Links andeuten, rechts zuschlagen

Heute war Christian Kern schon wieder in Simmering Leberkäs essen. Ist hingeradelt im Anzug … Ist einmal ein österreichischer Mann gut angezogen, sind alle verwirrt. „Und wieviel kostet denn so ein Designeranzug?“, versucht es ein Journalist. „Ich glaube, das ist keine Frage des Geldes, sondern eine Frage des Geschmacks.“ Zack. Sonnenbrille auf, Instagram-Team im Rücken, keine Chance. Letztes Foto als ÖBB-Chef auf seiner Facebook-Seite: ein Selfie vom Muse-Konzert. Bundeskanzler Kern in seinem Büro vor einem Bild von Esther Stocker (Steinbock liebt Strukturen), Bundeskanzler Kern bei einem Talk mit Mariana Mazzucato beim Bruno Kreisky Forum in der Wirtschaftsuniversität, hinreißend charmantes Provinzler-Englisch, ich meine die Aussprache, nicht das Vokabular. Es macht Sinn, dass unser Vorzeige-Start-up-Sozialist genau diese Ökonomin in seiner Antrittsrede zitiert hat, hat sie doch in ihrem Buch „The Entrepreneurial State“ versucht, die Schwarz-Weiß-Dichotomie zwischen Staat und Markt aufzubrechen, und gezeigt, dass das Klischee von der Trägheit des öffentlichen Sektors vs. „dynamische“ Privatwirtschaft sogar in Amerika nicht stimmt, wo sich viele erfolgreiche Produkte wie das iPhone auf Basic Research von staatlich finanzierten Institutionen wie z. B. der NASA stützen. Und die Hersteller dann aber im Gegenzug keine Steuern zahlen wollen. In Österreich stimmt das Klischee auch nicht, hier bekommen z. B. Galerien eine sogenannte Messeförderung, das heißt, der Stand auf der Frieze usw. wird zum Großteil vom Bundeskanzleramt bezahlt. Dort kaufen dann vielleicht auch noch österreichische Museen mit dem Ankaufszuschuss vom Bundeskanzleramt Sachen ein. Das ist keine Kritik, in Österreich gibt es ja nur zwei Sammler, klar, da muss der Staat einspringen, damit es nicht peinlich ausschaut international.

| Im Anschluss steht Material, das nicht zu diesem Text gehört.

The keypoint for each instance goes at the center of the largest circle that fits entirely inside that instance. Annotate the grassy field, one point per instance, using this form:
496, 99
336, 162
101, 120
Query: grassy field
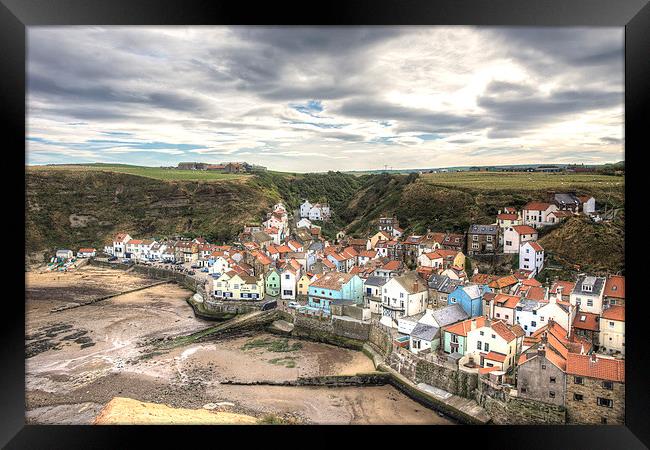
522, 181
149, 172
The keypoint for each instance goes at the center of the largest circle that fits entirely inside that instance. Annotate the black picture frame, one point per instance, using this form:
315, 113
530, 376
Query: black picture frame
634, 15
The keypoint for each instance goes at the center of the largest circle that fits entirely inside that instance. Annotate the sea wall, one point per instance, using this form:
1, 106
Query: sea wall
507, 409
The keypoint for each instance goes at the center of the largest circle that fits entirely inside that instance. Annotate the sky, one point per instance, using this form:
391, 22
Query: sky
312, 99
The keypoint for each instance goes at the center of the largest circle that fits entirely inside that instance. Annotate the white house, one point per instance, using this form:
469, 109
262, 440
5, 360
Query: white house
561, 312
219, 265
288, 279
495, 344
588, 204
588, 294
119, 244
305, 208
402, 296
423, 336
531, 257
535, 214
304, 223
86, 253
406, 324
433, 259
64, 254
156, 251
516, 235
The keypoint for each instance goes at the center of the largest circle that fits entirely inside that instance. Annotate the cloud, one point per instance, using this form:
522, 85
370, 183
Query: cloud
321, 98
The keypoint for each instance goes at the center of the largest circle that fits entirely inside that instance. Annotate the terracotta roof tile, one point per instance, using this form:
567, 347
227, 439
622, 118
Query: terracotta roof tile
596, 367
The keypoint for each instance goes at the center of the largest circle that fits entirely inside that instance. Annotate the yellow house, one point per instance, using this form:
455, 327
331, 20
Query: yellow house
303, 285
379, 236
233, 286
612, 330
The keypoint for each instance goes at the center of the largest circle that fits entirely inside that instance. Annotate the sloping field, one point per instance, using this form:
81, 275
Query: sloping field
524, 181
157, 173
126, 411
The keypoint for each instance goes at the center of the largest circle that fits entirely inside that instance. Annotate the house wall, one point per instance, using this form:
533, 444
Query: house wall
612, 338
587, 410
447, 343
534, 381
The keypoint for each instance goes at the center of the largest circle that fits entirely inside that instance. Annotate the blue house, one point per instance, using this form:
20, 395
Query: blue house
470, 298
335, 287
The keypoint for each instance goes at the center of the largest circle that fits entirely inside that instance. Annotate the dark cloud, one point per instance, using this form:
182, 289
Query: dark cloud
410, 119
528, 109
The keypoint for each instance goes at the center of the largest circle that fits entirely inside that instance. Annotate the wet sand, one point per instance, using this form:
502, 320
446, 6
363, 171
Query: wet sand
84, 357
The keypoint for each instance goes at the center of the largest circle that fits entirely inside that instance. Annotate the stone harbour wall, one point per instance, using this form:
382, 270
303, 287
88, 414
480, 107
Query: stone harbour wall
520, 411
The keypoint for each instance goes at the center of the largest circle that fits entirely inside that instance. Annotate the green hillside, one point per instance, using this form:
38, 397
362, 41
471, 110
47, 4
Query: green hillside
74, 206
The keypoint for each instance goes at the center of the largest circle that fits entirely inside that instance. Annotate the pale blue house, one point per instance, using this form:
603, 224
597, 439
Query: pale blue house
470, 298
335, 287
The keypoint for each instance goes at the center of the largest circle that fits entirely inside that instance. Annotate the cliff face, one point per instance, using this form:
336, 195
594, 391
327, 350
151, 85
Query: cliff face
78, 208
86, 208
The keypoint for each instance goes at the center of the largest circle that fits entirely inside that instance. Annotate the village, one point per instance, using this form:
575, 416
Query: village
561, 343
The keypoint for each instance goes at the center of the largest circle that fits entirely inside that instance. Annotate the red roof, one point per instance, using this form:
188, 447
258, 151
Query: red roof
535, 246
586, 321
495, 356
392, 265
567, 287
615, 286
462, 328
536, 293
506, 301
596, 367
614, 312
536, 206
524, 229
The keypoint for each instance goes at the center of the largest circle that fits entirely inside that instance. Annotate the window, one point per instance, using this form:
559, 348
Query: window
605, 402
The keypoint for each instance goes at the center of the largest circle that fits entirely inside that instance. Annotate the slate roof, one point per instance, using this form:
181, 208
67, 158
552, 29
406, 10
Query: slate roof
483, 229
375, 281
332, 280
596, 367
615, 286
598, 283
614, 312
449, 315
425, 332
442, 283
411, 282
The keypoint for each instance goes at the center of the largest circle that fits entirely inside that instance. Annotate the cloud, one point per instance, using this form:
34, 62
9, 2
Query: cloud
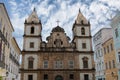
98, 12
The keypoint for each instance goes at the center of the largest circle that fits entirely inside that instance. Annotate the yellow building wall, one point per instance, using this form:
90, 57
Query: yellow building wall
109, 56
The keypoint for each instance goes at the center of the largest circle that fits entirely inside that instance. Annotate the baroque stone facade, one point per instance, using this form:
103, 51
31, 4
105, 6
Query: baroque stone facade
59, 58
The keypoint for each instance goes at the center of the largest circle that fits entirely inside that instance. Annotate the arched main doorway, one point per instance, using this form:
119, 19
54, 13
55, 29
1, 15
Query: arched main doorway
58, 77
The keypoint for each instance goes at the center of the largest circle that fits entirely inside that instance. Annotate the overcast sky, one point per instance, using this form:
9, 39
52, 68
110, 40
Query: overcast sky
98, 12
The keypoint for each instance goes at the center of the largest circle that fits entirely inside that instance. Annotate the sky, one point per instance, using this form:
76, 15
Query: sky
98, 12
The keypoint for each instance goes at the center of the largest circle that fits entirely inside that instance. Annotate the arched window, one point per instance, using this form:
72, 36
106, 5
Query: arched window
32, 30
85, 62
58, 43
30, 62
83, 31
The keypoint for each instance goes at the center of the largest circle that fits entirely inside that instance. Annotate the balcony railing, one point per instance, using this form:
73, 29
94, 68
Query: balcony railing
57, 49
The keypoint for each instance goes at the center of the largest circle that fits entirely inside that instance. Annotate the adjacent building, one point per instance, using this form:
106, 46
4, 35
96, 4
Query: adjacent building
8, 45
111, 71
59, 58
115, 24
98, 39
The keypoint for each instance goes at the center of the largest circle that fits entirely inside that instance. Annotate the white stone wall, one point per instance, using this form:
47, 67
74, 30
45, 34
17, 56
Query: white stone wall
37, 29
89, 61
88, 44
78, 31
35, 66
26, 76
36, 44
82, 76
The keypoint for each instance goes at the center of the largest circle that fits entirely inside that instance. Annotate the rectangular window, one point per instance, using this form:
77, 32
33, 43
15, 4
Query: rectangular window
109, 64
45, 77
71, 77
30, 64
58, 64
113, 63
111, 46
119, 56
71, 64
104, 50
45, 64
84, 45
106, 66
108, 49
30, 77
31, 44
116, 32
86, 77
0, 25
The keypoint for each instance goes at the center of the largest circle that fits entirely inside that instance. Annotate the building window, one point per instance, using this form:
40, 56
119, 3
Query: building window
85, 62
58, 64
32, 30
30, 77
119, 56
113, 63
31, 44
111, 46
71, 77
83, 31
104, 50
58, 42
46, 64
116, 33
1, 24
106, 65
45, 77
30, 62
108, 49
84, 45
109, 64
86, 77
71, 64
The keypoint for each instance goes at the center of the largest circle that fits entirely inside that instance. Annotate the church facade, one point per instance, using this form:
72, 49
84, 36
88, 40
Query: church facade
59, 58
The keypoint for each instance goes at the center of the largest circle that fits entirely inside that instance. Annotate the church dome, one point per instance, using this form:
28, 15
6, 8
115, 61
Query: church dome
58, 29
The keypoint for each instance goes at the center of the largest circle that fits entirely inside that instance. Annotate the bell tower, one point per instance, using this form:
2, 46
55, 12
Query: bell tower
32, 33
81, 33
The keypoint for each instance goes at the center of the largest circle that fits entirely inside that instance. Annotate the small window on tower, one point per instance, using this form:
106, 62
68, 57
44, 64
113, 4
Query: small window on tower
83, 31
30, 62
30, 77
84, 45
31, 44
32, 30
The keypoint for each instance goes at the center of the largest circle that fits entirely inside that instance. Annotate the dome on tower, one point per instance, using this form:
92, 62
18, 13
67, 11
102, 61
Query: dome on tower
58, 29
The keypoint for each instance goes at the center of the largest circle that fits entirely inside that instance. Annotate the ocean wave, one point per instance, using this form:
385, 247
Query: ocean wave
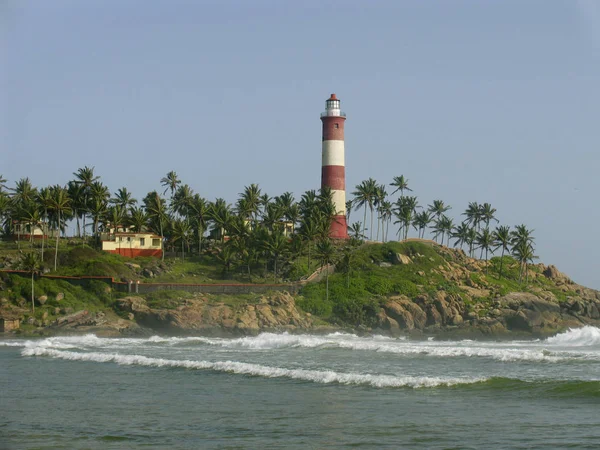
316, 376
577, 337
11, 343
380, 344
506, 352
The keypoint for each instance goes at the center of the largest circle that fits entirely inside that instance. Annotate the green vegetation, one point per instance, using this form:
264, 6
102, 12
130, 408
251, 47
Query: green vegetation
259, 239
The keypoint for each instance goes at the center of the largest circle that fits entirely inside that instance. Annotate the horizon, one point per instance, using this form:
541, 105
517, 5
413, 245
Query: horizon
490, 103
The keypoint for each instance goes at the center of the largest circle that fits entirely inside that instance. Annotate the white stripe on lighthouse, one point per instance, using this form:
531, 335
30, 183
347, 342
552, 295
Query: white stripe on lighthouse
339, 201
333, 153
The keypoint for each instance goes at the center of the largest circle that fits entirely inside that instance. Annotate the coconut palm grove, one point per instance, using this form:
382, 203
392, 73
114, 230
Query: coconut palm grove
251, 235
258, 239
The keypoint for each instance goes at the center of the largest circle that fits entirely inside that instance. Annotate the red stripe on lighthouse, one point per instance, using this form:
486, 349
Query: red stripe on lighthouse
334, 177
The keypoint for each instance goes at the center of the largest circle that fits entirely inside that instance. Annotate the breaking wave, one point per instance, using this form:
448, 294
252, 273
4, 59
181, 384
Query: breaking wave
577, 337
316, 376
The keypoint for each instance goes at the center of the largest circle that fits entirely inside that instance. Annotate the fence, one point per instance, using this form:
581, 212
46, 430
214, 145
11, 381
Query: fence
135, 287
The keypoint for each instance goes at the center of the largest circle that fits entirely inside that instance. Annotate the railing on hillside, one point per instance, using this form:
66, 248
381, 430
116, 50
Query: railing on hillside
136, 287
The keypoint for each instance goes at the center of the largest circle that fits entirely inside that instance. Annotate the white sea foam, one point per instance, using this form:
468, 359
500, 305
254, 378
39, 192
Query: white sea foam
12, 343
577, 337
441, 349
316, 376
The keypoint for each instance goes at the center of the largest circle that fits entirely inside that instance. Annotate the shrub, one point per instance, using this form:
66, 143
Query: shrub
406, 287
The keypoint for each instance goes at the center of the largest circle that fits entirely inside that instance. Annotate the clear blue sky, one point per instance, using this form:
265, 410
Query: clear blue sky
487, 101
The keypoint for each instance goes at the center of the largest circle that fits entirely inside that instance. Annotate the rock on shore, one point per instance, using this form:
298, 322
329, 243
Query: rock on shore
198, 315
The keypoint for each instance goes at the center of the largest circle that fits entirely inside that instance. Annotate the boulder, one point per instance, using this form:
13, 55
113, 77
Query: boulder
399, 258
553, 273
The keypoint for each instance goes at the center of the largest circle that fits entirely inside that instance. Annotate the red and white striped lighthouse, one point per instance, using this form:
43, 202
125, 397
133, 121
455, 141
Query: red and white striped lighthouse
333, 171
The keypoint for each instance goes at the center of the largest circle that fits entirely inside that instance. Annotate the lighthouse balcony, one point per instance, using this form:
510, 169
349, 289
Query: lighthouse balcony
333, 113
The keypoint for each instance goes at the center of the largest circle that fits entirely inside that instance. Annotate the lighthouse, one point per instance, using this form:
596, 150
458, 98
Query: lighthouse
333, 170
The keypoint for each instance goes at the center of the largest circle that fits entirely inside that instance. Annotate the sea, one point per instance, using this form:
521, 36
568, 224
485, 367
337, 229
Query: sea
300, 391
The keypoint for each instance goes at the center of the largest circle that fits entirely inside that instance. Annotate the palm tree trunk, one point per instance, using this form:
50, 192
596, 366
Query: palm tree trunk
43, 239
371, 208
162, 240
32, 295
327, 284
57, 237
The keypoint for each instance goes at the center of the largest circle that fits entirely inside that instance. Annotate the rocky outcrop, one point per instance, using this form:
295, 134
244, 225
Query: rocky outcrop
201, 315
518, 312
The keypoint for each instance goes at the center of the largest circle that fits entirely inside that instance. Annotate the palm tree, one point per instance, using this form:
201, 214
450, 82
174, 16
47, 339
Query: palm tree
170, 182
23, 194
380, 196
97, 207
462, 234
386, 213
137, 219
326, 254
487, 214
473, 213
251, 201
157, 212
226, 255
198, 212
401, 184
421, 222
502, 239
59, 206
443, 226
308, 233
355, 231
364, 196
124, 199
522, 248
437, 208
4, 210
524, 253
182, 232
85, 178
182, 200
114, 216
485, 242
349, 206
31, 263
405, 213
77, 194
471, 236
220, 214
44, 198
276, 247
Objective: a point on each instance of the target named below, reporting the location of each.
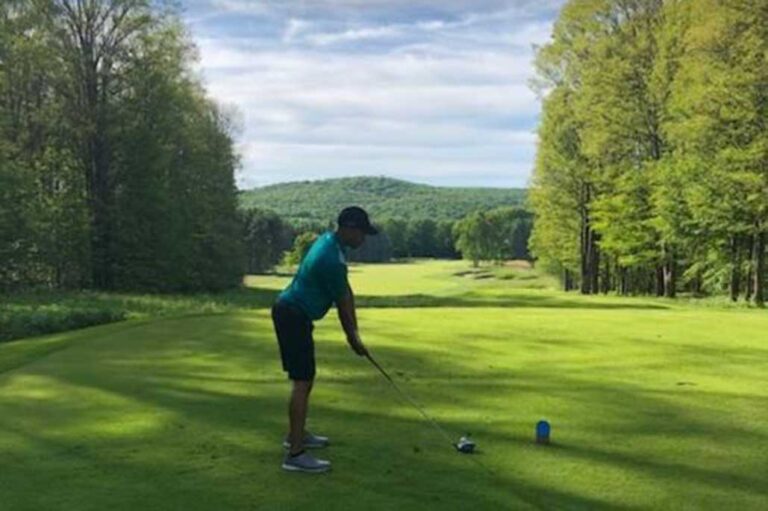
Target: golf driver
(464, 445)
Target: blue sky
(429, 91)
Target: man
(320, 282)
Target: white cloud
(294, 28)
(431, 99)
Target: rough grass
(653, 405)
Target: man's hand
(357, 345)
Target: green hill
(383, 198)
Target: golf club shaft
(410, 400)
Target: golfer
(320, 282)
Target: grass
(653, 404)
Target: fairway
(653, 404)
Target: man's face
(356, 238)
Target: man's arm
(348, 318)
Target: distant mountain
(383, 197)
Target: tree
(267, 237)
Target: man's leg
(297, 413)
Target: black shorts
(294, 336)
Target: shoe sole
(286, 445)
(294, 468)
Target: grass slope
(654, 405)
(321, 201)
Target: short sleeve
(335, 279)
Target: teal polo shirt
(321, 279)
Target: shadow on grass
(525, 300)
(218, 396)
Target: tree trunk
(735, 268)
(659, 288)
(595, 258)
(670, 279)
(606, 279)
(759, 277)
(567, 280)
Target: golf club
(464, 445)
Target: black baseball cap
(356, 217)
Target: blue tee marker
(542, 432)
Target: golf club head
(465, 445)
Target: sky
(430, 91)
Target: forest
(652, 169)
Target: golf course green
(654, 404)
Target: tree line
(495, 235)
(652, 170)
(116, 169)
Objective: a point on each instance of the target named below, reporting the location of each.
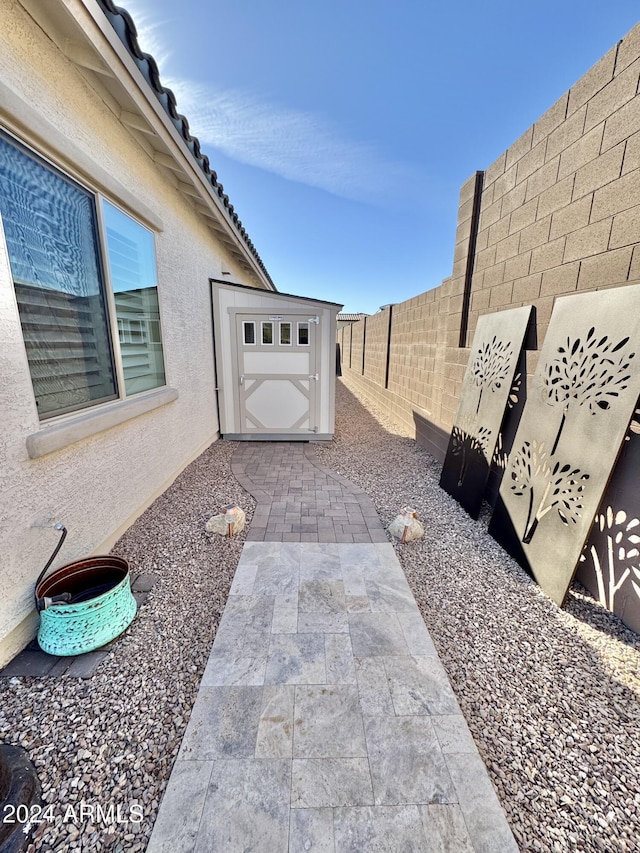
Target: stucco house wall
(96, 485)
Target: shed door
(278, 383)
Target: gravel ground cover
(551, 695)
(111, 740)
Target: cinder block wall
(376, 337)
(558, 212)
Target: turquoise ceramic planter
(99, 605)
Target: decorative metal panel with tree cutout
(490, 384)
(583, 396)
(610, 563)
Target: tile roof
(122, 23)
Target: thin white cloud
(299, 146)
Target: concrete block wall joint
(471, 257)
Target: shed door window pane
(303, 334)
(50, 229)
(132, 265)
(285, 334)
(249, 332)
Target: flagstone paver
(325, 720)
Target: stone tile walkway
(325, 721)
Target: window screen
(51, 233)
(249, 332)
(285, 334)
(132, 266)
(303, 334)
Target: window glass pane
(132, 265)
(285, 334)
(249, 329)
(50, 229)
(303, 334)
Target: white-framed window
(249, 332)
(84, 274)
(285, 334)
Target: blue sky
(342, 130)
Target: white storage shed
(276, 364)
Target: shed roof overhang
(100, 39)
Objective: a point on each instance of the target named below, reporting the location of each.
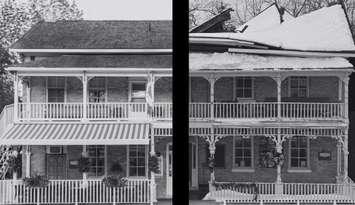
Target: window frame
(243, 169)
(308, 149)
(290, 88)
(105, 162)
(235, 98)
(98, 88)
(64, 88)
(145, 164)
(131, 82)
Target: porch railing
(74, 192)
(95, 111)
(283, 192)
(267, 110)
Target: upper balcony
(266, 98)
(49, 98)
(94, 111)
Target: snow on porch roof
(325, 29)
(266, 19)
(230, 61)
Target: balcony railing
(75, 192)
(94, 111)
(268, 110)
(283, 192)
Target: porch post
(346, 155)
(28, 99)
(346, 98)
(212, 149)
(16, 97)
(152, 174)
(84, 154)
(28, 161)
(85, 82)
(278, 81)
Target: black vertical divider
(180, 102)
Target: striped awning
(77, 134)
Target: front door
(193, 165)
(56, 168)
(169, 170)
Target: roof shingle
(83, 34)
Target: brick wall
(321, 171)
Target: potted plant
(36, 181)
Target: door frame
(169, 183)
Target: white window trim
(303, 169)
(105, 164)
(289, 85)
(146, 163)
(130, 87)
(105, 90)
(65, 88)
(235, 98)
(244, 169)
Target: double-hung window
(299, 152)
(137, 160)
(243, 87)
(243, 152)
(96, 155)
(138, 91)
(56, 89)
(97, 90)
(298, 86)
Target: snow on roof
(230, 61)
(268, 18)
(325, 29)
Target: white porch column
(84, 154)
(212, 80)
(346, 155)
(153, 185)
(28, 161)
(346, 98)
(339, 146)
(16, 97)
(28, 98)
(85, 90)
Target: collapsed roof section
(326, 29)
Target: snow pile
(232, 61)
(268, 18)
(325, 29)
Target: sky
(126, 9)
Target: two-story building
(98, 89)
(269, 111)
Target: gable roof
(325, 29)
(271, 16)
(213, 24)
(84, 34)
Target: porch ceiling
(77, 134)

Warum schreibe ich das? Rechtssein bedeutet so ca., den Staat für obsolet zu halten, für bevormundend, ihn Stück für Stück abbauen zu wollen (Steve Bannon), Linkssein, gegen den Markt etc. Aber die Millennials haben beschlossen, dass rechts und links für sie keine Bedeutung mehr hat. Rechts benutzt jetzt die Ästhetik der Linken – z. B. die Identitäre Bewegung mit ihren Poloshirts, New-Balance-Schuhen und ihrem Greenpeace-Banner-Style am Brandenburger Tor oder im Burgtheater, gegen den „großen Austausch“. Unlängst haben die neuen Jungkonservativen, die NEOS, in einem Videoclip gegen die übermäßige Bürokratie und Steuerlast für die sogenannten Neuen Selbstständigen kritisiert, dass es hier keinen unregulierten, entfesselten Markt gibt. In dem Spot wird ein junger „Kreativer“, ein Bobo mit Bart und kleinem Wollmützchen, von SVA (Selbstständigen-Versicherungsanstalt)- und WKO (Wirtschaftskammer)-Fahnen schwingenden Gestalten mit Anonymousmasken verfolgt. Bis er am Donaukanal zu Heavy-Metal-Musik zusammenbricht und schließlich aus diesem Albtraum erwacht, auf seinem Schreibtisch liegend, untermalt mit Keuchlauten und dem Hashtag #aufatmen, dem Slogan der Kampagne. Wer wird jetzt damit angesprochen? Von konservativer Seite wird oft betont, dass die wahren „Leistungsträger“ in Österreich nur herabgewürdigt werden. Ich kann mich noch an ein ÖVP-Plakat erinnern: „Ich will eine Stadt, in der Erfolg Anerkennung bringt und nicht Neid.“ Dabei ist Neid doch das ehrlichste aller Gefühle. Entsprechend sind für die SPÖ 2017 „LeistungsträgerInnen […] nicht die, die von Vermögen und Dividenden leben, sondern die Mittelschicht“. Gibt’s das noch, die Mittelschicht?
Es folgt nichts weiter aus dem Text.